Substitutes: Sweet potatoes, acorn squash, delicata squash, pumpkin, or carrots.
Olive Oil: Olive oil helps the squash caramelize and prevents sticking.
Substitutes: Avocado oil, sesame oil (for extra flavor), coconut oil, or vegetable oil.
Ramen Noodles (Seasoning Discarded): Ramen noodles make the dish more filling and absorb the flavorful sauce.

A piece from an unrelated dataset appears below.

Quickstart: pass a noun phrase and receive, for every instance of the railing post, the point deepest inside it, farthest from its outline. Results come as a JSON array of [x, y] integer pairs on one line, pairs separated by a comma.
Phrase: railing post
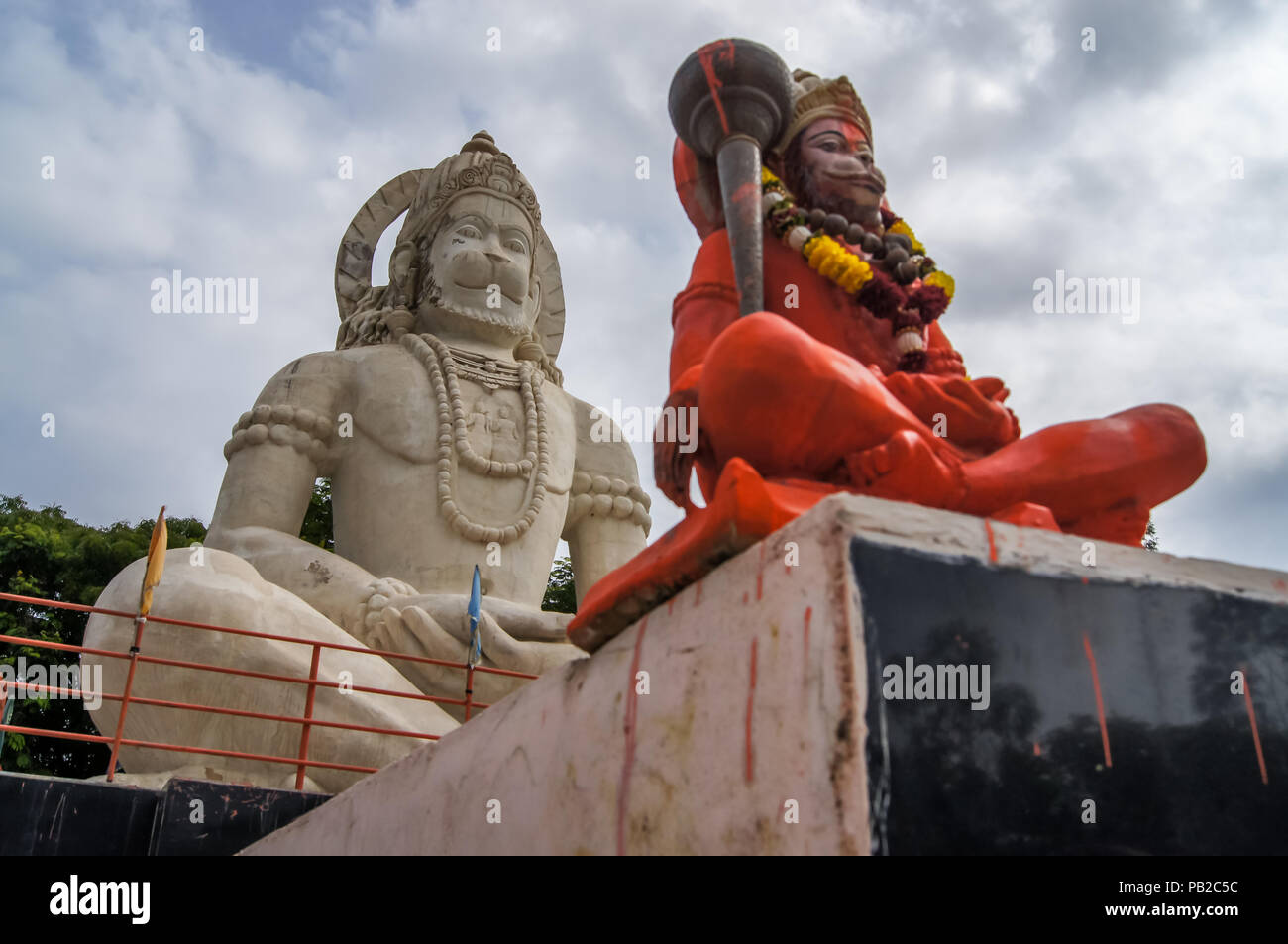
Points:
[[125, 695], [308, 716], [4, 713]]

Substitutes: Rice noodles, udon, soba, spaghetti, or cooked rice or quinoa.
Eggs: Eggs add protein and richness, making the stir fry more satisfying.
Substitutes: Tofu scramble, tempeh, chickpeas, or edamame.
Green Onion or Chives: These add freshness and mild onion flavor.
Substitutes: Scallions, red onion finely diced, shallots, or parsley.
Tamari or Soy Sauce: Provides salty, umami flavor.
Substitutes: Coconut aminos, low-sodium soy sauce, or liquid aminos.
Broth: Adds depth and helps thin the sauce.
Substitutes: Water, vegetable broth, or mushroom broth.
Rice Vinegar: Adds brightness and tang.
Substitutes: Apple cider vinegar, white wine vinegar, or lime juice.
Garlic (Minced): Garlic builds bold flavor in the sauce.
Substitutes: Garlic paste, roasted garlic, or garlic powder.
Coconut Sugar: Balances the savory and spicy elements.
Substitutes: Brown sugar, maple syrup, honey, or agave.
Chili Flakes: Add gentle heat.
Substitutes: Sriracha, sambal oelek, fresh chili, or omit.